Only six signed books from Madison’s library appear in major auction records in the last four decades, and his books on history and government are particularly desirable.

This title itself is rare; the English Short Title Catalogue (a catalog of works published between 1473 and 1800, mainly in Britain and North America) and the Online Computer Library Center locate only two copies in U.S. libraries and eight copies in U.K. and European libraries.[8]


Small owner signature to lower comer of title page. With laid-in partial leaf (2¾ by 6¼ inches) printed on the recto: “The Autograph Collection of American Historical Interest. Collected by the Late Emil Edward Hurja.” The Hurja collection was auctioned on April 27, 1954. Alfred J. Liebmann acquired it, and included it in an article about his own collection (“Presidents and Books,” in Manuscripts): “[Madison] was a great reader and earnest collector, especially of historical material. My Madison item, A History of the Dutch Republic, belongs in this category.”


Text generally fresh with light scattered foxing, expert restoration to inner margins of half title and title page.

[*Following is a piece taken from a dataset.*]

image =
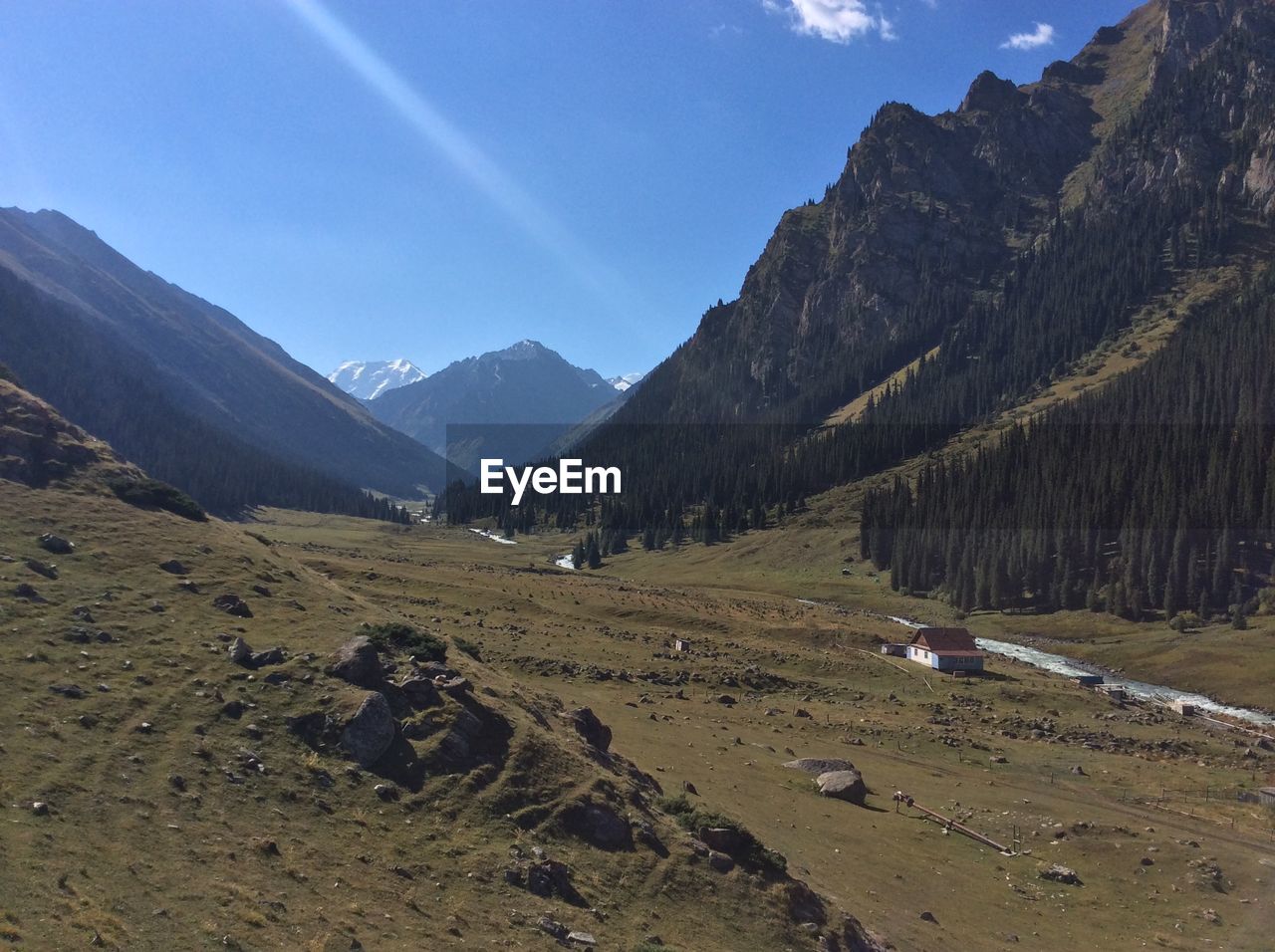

An extremely rare and desirable signed association copy.

[1] Robert A. Rutland, James Madison: The Founding Father (New York: Macmillan, 1987), 176.

[2] Ephraim Douglass Adams, The Influence of Grenville on Pitt's Foreign Policy, 1787-1798 (London: Forgotten Books, 2016 reprint), 77.

[3] James Harris, An Introduction to the History of the Dutch Republic, for the Last Ten Years, Reckoning from the Year 1777 (London: G. Kearsley, 1788), 286.

[4] A. London Fell, Origins of Legislative Sovereignty and the Legislative State: Volume Six, American Traditions and Innovation with Contemporary Import and Foreground, Book I: Foundations, to Early 19th Century (Santa Barbara, CA: Praeger, 2004), 180.

[5] Matthew G. Hyland, Montpelier and the Madisons: House, Home, and American Heritage (Mount Pleasant, SC: Arcadia Publishing, 2007), 67.

[6] David B. Mattern and Holly C. Shulman, eds., Selected Letters of Dolley Paine Madison (Charlottesville: The University of Virginia Press, 2003), 324.

[7] John S. Patton, Jefferson, Cabell and the University of Virginia (HardPress Publishing, 2013 reprint), 30; Rutland, James Madison, 189.

[8] Samuel Halkett and John Laing, A Dictionary of Anonymous and Pseudonymous Publications in the English Language [edition unknown], 1245.